Kegiatan tersebut melibatkan umat Buddha, aparatur sipil negara Ditjen Bimas Buddha, organisasi keagamaan, hingga lembaga pendidikan keagamaan Buddha. Gerakan dilakukan melalui aksi bersih rumah ibadah, Dhammasekha, perguruan tinggi keagamaan Buddha, pelatihan eco enzyme, serta tradisi Fang Shen di sejumlah wilayah.
Direktur Jenderal Bimas Buddha, Supriyadi, mengatakan gerakan ekoteologi merupakan implementasi nyata ajaran agama dalam menjaga keseimbangan hubungan manusia dengan alam.
Menurutnya, perayaan Waisak tidak hanya dimaknai sebagai kegiatan ritual keagamaan, tetapi juga momentum memperkuat kepedulian sosial dan pelestarian lingkungan.

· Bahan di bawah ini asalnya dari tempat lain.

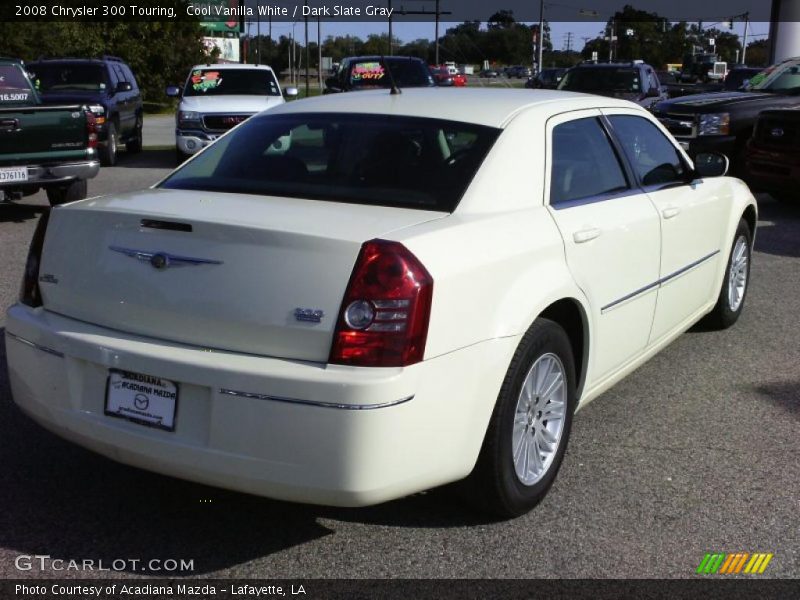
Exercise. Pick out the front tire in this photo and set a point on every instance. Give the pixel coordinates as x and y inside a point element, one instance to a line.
<point>737,277</point>
<point>134,145</point>
<point>75,190</point>
<point>530,425</point>
<point>108,153</point>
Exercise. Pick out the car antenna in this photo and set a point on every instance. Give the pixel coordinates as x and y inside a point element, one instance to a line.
<point>395,90</point>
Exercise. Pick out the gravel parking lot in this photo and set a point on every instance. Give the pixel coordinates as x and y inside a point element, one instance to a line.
<point>695,452</point>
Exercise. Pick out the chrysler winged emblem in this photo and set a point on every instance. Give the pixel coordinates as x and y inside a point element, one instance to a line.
<point>164,260</point>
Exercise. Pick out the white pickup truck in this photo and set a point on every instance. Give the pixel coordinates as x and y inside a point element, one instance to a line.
<point>217,97</point>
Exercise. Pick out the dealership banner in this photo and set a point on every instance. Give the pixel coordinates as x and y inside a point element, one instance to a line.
<point>225,15</point>
<point>390,589</point>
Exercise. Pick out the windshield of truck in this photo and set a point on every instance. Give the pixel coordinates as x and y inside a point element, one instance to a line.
<point>49,77</point>
<point>374,159</point>
<point>602,79</point>
<point>230,82</point>
<point>14,87</point>
<point>783,78</point>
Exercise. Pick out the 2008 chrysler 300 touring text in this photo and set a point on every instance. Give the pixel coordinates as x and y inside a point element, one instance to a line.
<point>352,298</point>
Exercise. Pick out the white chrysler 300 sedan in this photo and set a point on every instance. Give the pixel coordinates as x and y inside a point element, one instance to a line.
<point>353,298</point>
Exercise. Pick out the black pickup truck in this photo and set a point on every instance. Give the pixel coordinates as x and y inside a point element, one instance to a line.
<point>724,121</point>
<point>50,147</point>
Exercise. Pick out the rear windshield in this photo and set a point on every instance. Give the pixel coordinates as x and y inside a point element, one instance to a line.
<point>406,73</point>
<point>226,82</point>
<point>606,79</point>
<point>14,87</point>
<point>69,77</point>
<point>364,159</point>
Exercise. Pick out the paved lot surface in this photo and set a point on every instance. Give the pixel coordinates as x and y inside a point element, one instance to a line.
<point>695,452</point>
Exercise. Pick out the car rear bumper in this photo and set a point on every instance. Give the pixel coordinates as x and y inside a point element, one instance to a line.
<point>44,174</point>
<point>290,430</point>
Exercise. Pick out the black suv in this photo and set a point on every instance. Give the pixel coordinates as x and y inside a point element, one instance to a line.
<point>107,86</point>
<point>634,81</point>
<point>370,72</point>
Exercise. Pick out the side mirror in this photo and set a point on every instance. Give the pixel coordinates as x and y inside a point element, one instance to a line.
<point>711,164</point>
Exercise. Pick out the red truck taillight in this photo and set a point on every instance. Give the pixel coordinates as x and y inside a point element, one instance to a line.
<point>29,292</point>
<point>91,129</point>
<point>383,321</point>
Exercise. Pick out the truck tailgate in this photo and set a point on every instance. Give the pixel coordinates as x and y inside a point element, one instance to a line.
<point>42,134</point>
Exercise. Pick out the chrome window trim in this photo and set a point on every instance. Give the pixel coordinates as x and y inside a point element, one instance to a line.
<point>35,345</point>
<point>336,405</point>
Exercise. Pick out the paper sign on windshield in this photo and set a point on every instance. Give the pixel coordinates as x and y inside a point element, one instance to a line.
<point>202,82</point>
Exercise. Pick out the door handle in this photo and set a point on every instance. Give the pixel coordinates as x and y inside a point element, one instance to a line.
<point>585,235</point>
<point>671,211</point>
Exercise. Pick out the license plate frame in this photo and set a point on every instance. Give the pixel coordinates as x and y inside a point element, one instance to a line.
<point>146,400</point>
<point>7,174</point>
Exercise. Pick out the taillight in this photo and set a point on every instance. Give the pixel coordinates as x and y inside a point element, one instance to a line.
<point>29,292</point>
<point>384,317</point>
<point>91,129</point>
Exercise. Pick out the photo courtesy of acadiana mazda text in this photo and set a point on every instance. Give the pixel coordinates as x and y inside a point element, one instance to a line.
<point>352,298</point>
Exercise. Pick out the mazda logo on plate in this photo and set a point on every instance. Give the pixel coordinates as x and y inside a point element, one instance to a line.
<point>141,401</point>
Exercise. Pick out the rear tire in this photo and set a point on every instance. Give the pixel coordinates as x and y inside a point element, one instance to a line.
<point>735,283</point>
<point>530,426</point>
<point>71,192</point>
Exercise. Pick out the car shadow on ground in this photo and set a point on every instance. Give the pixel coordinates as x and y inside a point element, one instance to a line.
<point>148,158</point>
<point>19,213</point>
<point>71,504</point>
<point>779,227</point>
<point>784,394</point>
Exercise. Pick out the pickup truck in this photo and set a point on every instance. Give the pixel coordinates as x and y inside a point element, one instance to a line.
<point>723,122</point>
<point>50,147</point>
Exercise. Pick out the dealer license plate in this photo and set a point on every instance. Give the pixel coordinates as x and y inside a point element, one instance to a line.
<point>9,174</point>
<point>144,399</point>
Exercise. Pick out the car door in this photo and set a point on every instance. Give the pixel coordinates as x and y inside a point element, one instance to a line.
<point>611,236</point>
<point>692,213</point>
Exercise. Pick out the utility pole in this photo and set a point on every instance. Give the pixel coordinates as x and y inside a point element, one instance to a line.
<point>319,53</point>
<point>391,45</point>
<point>541,37</point>
<point>305,18</point>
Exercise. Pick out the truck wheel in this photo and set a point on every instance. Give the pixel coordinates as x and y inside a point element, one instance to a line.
<point>75,190</point>
<point>134,145</point>
<point>108,152</point>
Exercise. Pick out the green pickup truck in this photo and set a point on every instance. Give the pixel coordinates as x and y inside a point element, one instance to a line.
<point>42,147</point>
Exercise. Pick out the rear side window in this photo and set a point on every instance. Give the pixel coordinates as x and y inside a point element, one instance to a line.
<point>584,163</point>
<point>654,158</point>
<point>360,158</point>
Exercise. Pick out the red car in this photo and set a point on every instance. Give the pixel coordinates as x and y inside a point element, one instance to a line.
<point>445,77</point>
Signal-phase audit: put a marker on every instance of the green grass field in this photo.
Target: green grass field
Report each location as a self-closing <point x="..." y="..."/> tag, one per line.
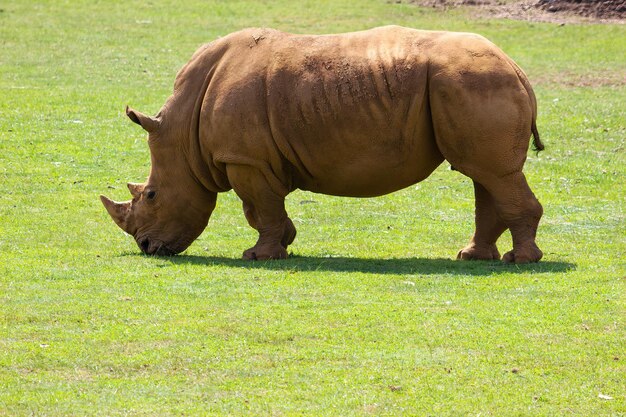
<point x="371" y="315"/>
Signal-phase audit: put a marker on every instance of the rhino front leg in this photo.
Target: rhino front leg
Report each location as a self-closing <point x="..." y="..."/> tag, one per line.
<point x="264" y="209"/>
<point x="289" y="232"/>
<point x="489" y="227"/>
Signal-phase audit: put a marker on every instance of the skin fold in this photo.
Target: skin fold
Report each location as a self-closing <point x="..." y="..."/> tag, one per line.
<point x="359" y="114"/>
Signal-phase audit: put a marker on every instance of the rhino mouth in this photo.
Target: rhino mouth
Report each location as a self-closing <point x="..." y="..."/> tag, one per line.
<point x="156" y="247"/>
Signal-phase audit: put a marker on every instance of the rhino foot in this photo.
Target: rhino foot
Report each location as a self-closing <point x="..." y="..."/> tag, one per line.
<point x="265" y="252"/>
<point x="525" y="254"/>
<point x="477" y="252"/>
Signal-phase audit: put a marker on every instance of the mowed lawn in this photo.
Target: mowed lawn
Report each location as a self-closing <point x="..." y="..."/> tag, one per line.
<point x="371" y="315"/>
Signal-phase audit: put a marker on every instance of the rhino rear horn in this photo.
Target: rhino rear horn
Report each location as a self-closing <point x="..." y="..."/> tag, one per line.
<point x="149" y="123"/>
<point x="117" y="211"/>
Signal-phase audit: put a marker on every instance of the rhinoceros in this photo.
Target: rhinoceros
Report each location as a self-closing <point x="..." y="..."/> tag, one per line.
<point x="359" y="114"/>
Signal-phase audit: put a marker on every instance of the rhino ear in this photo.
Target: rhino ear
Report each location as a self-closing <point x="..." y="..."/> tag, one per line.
<point x="149" y="124"/>
<point x="117" y="211"/>
<point x="135" y="189"/>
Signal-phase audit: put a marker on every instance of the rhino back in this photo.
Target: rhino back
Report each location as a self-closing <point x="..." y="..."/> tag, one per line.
<point x="344" y="114"/>
<point x="339" y="114"/>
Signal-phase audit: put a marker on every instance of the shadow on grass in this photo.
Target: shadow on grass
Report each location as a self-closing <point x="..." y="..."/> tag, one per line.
<point x="424" y="266"/>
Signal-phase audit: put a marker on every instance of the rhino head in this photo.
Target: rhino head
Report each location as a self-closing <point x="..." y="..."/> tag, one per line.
<point x="172" y="208"/>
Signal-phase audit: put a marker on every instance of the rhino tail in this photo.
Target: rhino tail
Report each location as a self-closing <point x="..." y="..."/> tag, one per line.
<point x="537" y="144"/>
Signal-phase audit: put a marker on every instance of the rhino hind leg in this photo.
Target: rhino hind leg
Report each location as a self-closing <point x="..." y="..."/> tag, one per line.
<point x="264" y="209"/>
<point x="489" y="227"/>
<point x="519" y="210"/>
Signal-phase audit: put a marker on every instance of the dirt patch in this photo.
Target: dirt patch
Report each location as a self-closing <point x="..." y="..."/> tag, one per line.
<point x="603" y="9"/>
<point x="557" y="11"/>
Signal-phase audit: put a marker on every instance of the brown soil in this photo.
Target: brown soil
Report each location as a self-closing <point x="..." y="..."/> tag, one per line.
<point x="602" y="9"/>
<point x="559" y="11"/>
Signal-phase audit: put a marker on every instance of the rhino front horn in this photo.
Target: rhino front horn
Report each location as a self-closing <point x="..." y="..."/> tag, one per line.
<point x="117" y="211"/>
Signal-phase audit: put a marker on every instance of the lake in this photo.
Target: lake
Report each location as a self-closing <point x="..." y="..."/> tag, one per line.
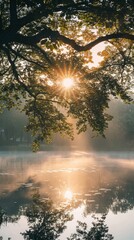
<point x="85" y="183"/>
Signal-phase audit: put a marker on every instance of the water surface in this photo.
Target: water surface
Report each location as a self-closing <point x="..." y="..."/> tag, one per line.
<point x="93" y="183"/>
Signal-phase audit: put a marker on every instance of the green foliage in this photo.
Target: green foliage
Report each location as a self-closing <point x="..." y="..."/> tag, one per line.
<point x="42" y="42"/>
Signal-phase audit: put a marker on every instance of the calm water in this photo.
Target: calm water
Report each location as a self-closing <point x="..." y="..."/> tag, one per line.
<point x="91" y="183"/>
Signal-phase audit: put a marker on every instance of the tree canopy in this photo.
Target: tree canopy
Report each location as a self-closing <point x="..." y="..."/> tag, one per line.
<point x="44" y="42"/>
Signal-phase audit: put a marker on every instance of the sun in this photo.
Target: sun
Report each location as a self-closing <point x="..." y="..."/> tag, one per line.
<point x="68" y="82"/>
<point x="68" y="195"/>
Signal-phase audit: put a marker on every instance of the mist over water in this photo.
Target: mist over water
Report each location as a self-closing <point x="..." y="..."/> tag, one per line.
<point x="94" y="183"/>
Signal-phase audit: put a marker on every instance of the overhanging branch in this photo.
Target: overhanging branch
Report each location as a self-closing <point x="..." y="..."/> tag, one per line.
<point x="56" y="36"/>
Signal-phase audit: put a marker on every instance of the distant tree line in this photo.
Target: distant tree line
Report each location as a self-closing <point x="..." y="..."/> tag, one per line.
<point x="119" y="134"/>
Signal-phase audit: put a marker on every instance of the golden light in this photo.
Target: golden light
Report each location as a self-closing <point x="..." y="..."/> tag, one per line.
<point x="68" y="82"/>
<point x="68" y="195"/>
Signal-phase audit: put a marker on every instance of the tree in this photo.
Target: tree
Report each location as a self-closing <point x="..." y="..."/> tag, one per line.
<point x="44" y="41"/>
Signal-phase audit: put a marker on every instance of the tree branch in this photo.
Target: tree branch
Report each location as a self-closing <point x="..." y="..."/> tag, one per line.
<point x="13" y="12"/>
<point x="56" y="36"/>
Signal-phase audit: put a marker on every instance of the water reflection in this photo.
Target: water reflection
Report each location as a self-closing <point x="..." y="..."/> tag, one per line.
<point x="102" y="182"/>
<point x="46" y="221"/>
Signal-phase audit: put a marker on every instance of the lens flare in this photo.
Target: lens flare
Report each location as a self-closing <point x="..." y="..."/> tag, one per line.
<point x="68" y="82"/>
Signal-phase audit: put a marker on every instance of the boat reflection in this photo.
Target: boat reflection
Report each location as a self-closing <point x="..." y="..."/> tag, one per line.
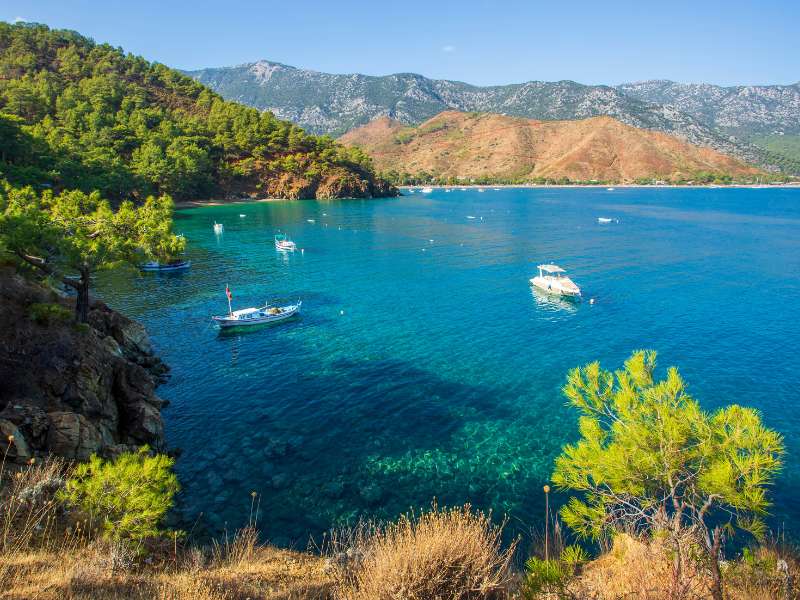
<point x="553" y="302"/>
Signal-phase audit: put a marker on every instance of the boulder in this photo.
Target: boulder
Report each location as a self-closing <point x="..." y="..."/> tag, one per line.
<point x="73" y="436"/>
<point x="73" y="391"/>
<point x="12" y="442"/>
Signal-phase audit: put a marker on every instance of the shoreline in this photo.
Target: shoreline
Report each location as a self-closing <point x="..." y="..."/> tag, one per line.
<point x="604" y="186"/>
<point x="181" y="204"/>
<point x="213" y="202"/>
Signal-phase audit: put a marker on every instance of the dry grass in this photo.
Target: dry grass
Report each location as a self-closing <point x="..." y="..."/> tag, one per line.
<point x="270" y="573"/>
<point x="635" y="569"/>
<point x="453" y="554"/>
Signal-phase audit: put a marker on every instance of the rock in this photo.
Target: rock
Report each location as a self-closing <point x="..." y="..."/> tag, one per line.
<point x="12" y="442"/>
<point x="276" y="449"/>
<point x="279" y="481"/>
<point x="214" y="481"/>
<point x="295" y="442"/>
<point x="72" y="391"/>
<point x="31" y="421"/>
<point x="371" y="493"/>
<point x="333" y="489"/>
<point x="73" y="436"/>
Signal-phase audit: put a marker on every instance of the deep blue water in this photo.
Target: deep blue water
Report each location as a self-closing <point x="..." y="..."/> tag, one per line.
<point x="423" y="366"/>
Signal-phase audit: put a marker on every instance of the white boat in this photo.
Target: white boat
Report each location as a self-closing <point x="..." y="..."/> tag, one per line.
<point x="175" y="265"/>
<point x="283" y="243"/>
<point x="551" y="279"/>
<point x="257" y="316"/>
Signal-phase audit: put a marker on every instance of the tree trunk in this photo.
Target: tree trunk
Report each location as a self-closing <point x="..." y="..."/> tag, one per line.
<point x="82" y="302"/>
<point x="716" y="575"/>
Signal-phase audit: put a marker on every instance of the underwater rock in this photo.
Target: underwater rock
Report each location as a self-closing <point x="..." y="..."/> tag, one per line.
<point x="333" y="489"/>
<point x="371" y="493"/>
<point x="279" y="481"/>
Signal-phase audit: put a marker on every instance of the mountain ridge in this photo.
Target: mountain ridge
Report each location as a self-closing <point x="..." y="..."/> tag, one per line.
<point x="336" y="103"/>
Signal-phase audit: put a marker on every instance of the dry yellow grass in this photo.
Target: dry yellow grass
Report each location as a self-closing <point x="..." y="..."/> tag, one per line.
<point x="453" y="554"/>
<point x="442" y="554"/>
<point x="633" y="569"/>
<point x="87" y="575"/>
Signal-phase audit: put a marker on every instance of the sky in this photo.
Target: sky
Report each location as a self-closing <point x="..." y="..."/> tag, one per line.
<point x="481" y="42"/>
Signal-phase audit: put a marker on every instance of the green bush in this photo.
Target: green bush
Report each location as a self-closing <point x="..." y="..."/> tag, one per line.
<point x="125" y="499"/>
<point x="47" y="314"/>
<point x="551" y="578"/>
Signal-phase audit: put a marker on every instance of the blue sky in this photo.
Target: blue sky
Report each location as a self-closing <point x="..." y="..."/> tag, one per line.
<point x="480" y="42"/>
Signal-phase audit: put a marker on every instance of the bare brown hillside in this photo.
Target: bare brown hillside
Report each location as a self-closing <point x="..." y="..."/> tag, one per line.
<point x="475" y="145"/>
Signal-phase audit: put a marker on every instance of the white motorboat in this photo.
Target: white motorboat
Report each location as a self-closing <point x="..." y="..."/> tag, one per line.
<point x="283" y="243"/>
<point x="257" y="316"/>
<point x="552" y="279"/>
<point x="175" y="265"/>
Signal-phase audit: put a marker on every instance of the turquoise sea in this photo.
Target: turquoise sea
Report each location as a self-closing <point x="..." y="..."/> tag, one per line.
<point x="424" y="367"/>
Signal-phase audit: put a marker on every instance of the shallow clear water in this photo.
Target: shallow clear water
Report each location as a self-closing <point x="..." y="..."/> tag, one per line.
<point x="423" y="366"/>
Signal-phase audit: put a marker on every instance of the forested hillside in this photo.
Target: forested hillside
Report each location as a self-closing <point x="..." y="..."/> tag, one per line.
<point x="79" y="115"/>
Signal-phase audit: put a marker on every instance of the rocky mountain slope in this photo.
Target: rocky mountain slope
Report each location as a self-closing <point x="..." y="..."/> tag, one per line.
<point x="75" y="114"/>
<point x="73" y="390"/>
<point x="334" y="104"/>
<point x="745" y="111"/>
<point x="475" y="145"/>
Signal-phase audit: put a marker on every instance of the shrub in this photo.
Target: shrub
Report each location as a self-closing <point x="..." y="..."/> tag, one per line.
<point x="48" y="314"/>
<point x="127" y="498"/>
<point x="453" y="553"/>
<point x="551" y="578"/>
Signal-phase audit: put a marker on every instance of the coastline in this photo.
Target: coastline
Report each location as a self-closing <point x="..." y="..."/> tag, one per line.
<point x="181" y="204"/>
<point x="603" y="186"/>
<point x="215" y="202"/>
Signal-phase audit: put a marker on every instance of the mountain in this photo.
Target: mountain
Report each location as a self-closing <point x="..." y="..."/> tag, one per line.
<point x="745" y="111"/>
<point x="334" y="104"/>
<point x="480" y="145"/>
<point x="75" y="114"/>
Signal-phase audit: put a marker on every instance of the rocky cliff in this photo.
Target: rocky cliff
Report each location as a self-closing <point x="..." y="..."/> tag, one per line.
<point x="702" y="115"/>
<point x="73" y="390"/>
<point x="476" y="145"/>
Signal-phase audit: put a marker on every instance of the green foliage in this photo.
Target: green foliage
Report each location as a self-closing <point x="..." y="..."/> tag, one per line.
<point x="126" y="499"/>
<point x="73" y="234"/>
<point x="48" y="314"/>
<point x="649" y="457"/>
<point x="79" y="115"/>
<point x="551" y="578"/>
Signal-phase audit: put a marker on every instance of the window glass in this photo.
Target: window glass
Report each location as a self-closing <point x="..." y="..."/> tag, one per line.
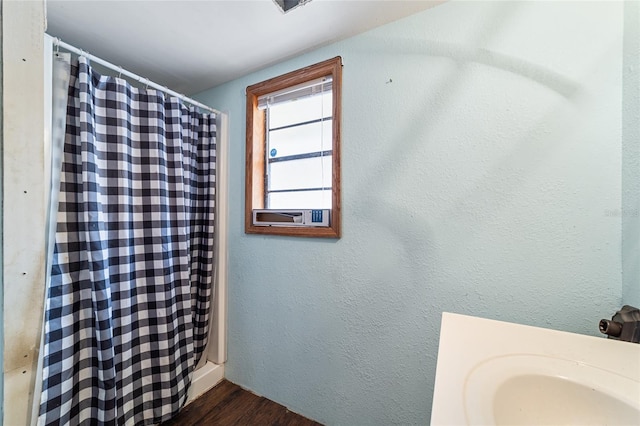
<point x="300" y="111"/>
<point x="314" y="137"/>
<point x="305" y="173"/>
<point x="293" y="200"/>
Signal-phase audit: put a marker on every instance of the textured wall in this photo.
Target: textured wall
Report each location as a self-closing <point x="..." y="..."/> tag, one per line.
<point x="23" y="201"/>
<point x="630" y="211"/>
<point x="481" y="175"/>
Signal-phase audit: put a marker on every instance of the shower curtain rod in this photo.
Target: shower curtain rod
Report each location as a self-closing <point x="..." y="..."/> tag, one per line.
<point x="119" y="69"/>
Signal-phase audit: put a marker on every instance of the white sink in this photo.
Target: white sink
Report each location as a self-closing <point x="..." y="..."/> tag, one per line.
<point x="497" y="373"/>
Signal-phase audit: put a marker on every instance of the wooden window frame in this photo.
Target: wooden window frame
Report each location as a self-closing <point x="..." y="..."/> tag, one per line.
<point x="255" y="149"/>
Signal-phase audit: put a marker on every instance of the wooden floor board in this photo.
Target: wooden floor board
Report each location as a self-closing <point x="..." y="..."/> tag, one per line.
<point x="228" y="404"/>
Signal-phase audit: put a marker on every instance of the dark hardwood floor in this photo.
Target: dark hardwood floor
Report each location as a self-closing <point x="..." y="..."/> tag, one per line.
<point x="228" y="404"/>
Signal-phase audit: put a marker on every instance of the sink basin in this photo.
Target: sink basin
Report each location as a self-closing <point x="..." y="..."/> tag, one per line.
<point x="497" y="373"/>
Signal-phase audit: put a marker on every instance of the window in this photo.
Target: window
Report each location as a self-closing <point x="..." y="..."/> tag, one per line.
<point x="293" y="150"/>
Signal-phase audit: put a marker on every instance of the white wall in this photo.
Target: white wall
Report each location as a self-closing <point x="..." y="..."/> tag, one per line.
<point x="481" y="175"/>
<point x="23" y="201"/>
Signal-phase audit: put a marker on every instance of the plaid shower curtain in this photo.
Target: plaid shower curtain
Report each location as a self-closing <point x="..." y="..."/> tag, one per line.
<point x="126" y="314"/>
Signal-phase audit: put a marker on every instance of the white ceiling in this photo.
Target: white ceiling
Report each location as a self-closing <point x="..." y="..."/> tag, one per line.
<point x="190" y="46"/>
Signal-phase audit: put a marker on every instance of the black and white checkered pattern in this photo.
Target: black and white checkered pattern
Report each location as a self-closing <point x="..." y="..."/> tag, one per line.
<point x="127" y="307"/>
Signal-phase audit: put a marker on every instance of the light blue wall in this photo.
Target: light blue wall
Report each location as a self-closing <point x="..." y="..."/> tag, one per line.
<point x="631" y="157"/>
<point x="481" y="175"/>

“Kami menggelorakan semangat menyemarakkan Waisak melalui gerakan sebulan persiapan yang disebut Vesakha Sananda,” kata Supriyadi saat membuka kegiatan di STAB Maha Prajna.
Ia menjelaskan, umat Buddha diajak mengisi masa persiapan Waisak dengan berbagai aktivitas positif yang memberikan manfaat bagi masyarakat dan lingkungan sekitar.
Gerakan tersebut juga menjadi bagian dari implementasi Surat Edaran Menteri Agama Nomor 10 Tahun 2025 tentang kepedulian terhadap lingkungan hidup. Salah satu program yang dijalankan yakni pelatihan pembuatan eco enzyme yang puncak kegiatannya dijadwalkan berlangsung pada 10 Mei 2026.
Dalam kesempatan itu, Supriyadi menegaskan pentingnya pengendalian diri dalam pola konsumsi sehari-hari guna mengurangi produksi limbah rumah tangga.
“Menjaga alam adalah bagian dari spiritualitas. Manusia dan alam semesta saling berkaitan sehingga harus dijaga bersama,” ujarnya.
Sementara itu, Sekretaris Ditjen Bimas Buddha, Triroso, menyampaikan bahwa nilai-nilai ekoteologi sejatinya telah lama tertanam dalam ajaran Buddha dan tercantum dalam berbagai sutta.
Menurutnya, ajaran Buddhis menekankan pentingnya hubungan harmonis antara manusia dan lingkungan sebagai bagian dari praktik kehidupan berkesadaran.
Triroso menyampaikan hal tersebut saat mengikuti aksi bersih lingkungan di Vihara Indraloka.
Apresiasi terhadap kegiatan itu juga datang dari Ketua Vihara Dhamma Metta, Sukarya. Ia mengaku bersyukur atas dukungan Kementerian Agama terhadap kegiatan kebersihan lingkungan, tradisi Fang Shen, hingga bantuan perlengkapan kebersihan bagi rumah ibadah.
Secara nasional, gerakan Ekoteologi dan aksi 3R tersebut dilaksanakan di sejumlah wilayah, termasuk DKI Jakarta, Jawa Barat, dan Banten, dengan melibatkan berbagai elemen umat Buddha dan organisasi keagamaan.